Text data is useful for machine learning solutions but also comes with some unique issues. Language is complicated, and so is the text which represents it. We have different tenses of verbs, words which can mean various different things depending on the context and many ways of saying the same thing. On top of this, most machine learning models expect numerical inputs and not a string. We therefore need to pre-process our input data to make learning easier for machine learning models. One thing that we will ignore in this discussion is textual data which represents categorical variables, such as a country names, as categorical data is better dealt with in other ways, see the encoding section for example.
There are a number of packages in python built for text pre-processing such as spacy and NLTK. Another key package is the inbuilt re package which is used to implement regular expressions in python, which are essentially a language unto themselves. We won't cover regular expressions here but they are very useful and useful websites exist to test out your regular expressions such as regex101.
Lemmatization
Lemmatization is the process of grouping together different forms of a word into a common term. For example, learn, learning, learns, learned, learnt could all be reduced to "learn". For example, using the spacy package:
import spacy
nlp = spacy.load("en_core_web_sm")
lemmatizer = nlp.get_pipe("lemmatizer")
doc = nlp("study studying studies studied")
print([token.lemma_ for token in doc])
['study', 'study', 'study', 'study']
Stemming
Stemming is when we lemmatize but instead of reducing to a common term we remove all the potentially variable endings. An example of stemming would be reducing the list of study, studying, studies, studied to "studi". For example, using the PorterStemmer from the NLTK package:
from nltk.stem import PorterStemmer
nltk.download("punkt")
ps = PorterStemmer()
print(ps.stem('studying'))
print(ps.stem('studies'))
print(ps.stem('study'))
print(ps.stem('studied'))
studi studi studi studi
Most stemmers, such as the Porter stemmer used above are rule based and prone to both over- and under-processing text.

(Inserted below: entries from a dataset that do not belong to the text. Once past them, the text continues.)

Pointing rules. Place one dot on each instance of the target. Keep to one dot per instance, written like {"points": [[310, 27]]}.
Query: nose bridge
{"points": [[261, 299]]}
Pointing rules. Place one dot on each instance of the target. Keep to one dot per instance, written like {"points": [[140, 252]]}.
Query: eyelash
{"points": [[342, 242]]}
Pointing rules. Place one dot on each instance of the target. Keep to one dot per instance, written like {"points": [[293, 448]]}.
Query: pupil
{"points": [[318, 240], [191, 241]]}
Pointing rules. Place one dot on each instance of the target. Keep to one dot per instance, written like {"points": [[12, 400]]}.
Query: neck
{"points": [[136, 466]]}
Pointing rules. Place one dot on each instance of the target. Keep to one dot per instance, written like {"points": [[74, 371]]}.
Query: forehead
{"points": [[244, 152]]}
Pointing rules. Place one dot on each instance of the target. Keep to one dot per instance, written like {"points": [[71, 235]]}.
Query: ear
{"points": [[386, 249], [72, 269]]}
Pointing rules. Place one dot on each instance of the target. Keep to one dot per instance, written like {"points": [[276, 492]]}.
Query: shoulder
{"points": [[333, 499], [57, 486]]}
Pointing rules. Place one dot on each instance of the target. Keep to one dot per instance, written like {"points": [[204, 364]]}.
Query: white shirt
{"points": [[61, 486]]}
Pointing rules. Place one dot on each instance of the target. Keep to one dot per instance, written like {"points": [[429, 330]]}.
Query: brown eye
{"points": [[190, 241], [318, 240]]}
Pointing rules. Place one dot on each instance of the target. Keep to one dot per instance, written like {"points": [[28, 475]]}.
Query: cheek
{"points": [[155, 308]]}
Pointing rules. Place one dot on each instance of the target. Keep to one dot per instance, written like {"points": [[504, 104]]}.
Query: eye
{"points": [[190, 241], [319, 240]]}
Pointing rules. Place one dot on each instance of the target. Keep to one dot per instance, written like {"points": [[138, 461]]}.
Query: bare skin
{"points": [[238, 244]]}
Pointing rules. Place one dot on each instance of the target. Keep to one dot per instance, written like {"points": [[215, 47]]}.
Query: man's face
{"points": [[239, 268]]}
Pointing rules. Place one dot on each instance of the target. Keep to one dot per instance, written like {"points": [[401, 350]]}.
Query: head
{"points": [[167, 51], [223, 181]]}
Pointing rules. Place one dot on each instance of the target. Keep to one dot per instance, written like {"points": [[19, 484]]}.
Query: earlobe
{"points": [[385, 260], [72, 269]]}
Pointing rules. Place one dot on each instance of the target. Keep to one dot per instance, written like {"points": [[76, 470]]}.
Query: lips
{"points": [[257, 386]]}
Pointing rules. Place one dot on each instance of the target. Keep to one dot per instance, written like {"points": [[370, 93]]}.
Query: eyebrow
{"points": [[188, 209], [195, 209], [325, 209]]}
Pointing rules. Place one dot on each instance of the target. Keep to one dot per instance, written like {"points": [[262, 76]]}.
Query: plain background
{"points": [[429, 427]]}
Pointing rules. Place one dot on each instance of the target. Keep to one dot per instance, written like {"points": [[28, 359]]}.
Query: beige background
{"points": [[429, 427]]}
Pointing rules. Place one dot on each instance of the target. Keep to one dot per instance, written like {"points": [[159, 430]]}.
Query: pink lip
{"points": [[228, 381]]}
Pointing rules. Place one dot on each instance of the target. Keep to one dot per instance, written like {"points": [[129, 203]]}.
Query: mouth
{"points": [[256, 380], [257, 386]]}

For instance, if instead of using study for our example we use buy then the equivalent output would be:
from nltk.stem import PorterStemmer
nltk.download("punkt")
ps = PorterStemmer()
print(ps.stem('buying'))
print(ps.stem('buys'))
print(ps.stem('buy'))
print(ps.stem('bought'))
buy buy buy bought
Here, the irregularity of the verb in the past tense means that it isn't stemmed back to the common "buy".
Removal of stop words
Stop words are words so common that they carry little information for natural language purposes such as "the", "and", "or", "for" etc. Removing these words allows the system to focus on the more information rich part of a sentence rather than terms that are more common but hold no contextual information.
Tokenization
Tokenization is the process of breaking a string into smaller, hopefully meaningful, parts. A standard approach is to split on white spaces and punctuation. An NLTK example is:
from nltk.tokenize import word_tokenize
tokenized_words=word_tokenize("This is an example sentence. This is the second sentence. Hello Mr. Bond.")
print(tokenized_words)
['This', 'is', 'an', 'example', 'sentence', '.', 'This', 'is', 'the', 'second', 'sentence', '.', 'Hello', 'Mr', '.', 'Bond', '.']
Of course, you can amend this tokenization process to split on different characters. You can tokenize your string on sentences an other structures too with the correct configurations. An example of a sentence tokenizer using the spacy package is:
from spacy.lang.en import English
nlp = spacy.load("en_core_web_sm")
nlp.add_pipe('sentencizer')
doc = nlp("This is an example sentence. This is the second sentence. Hello Mr. Bond.")
for sent in doc.sents:
print(sent)
This is an example sentence. This is the second sentence. Hello Mr. Bond.
You can see here that only 3 sentences have been identified even though there is a full stop character in "Mr. Bond". This is because the tokenizer recognizes certain utilizations of full stops such as in names and abbreviations for countries, like U.K.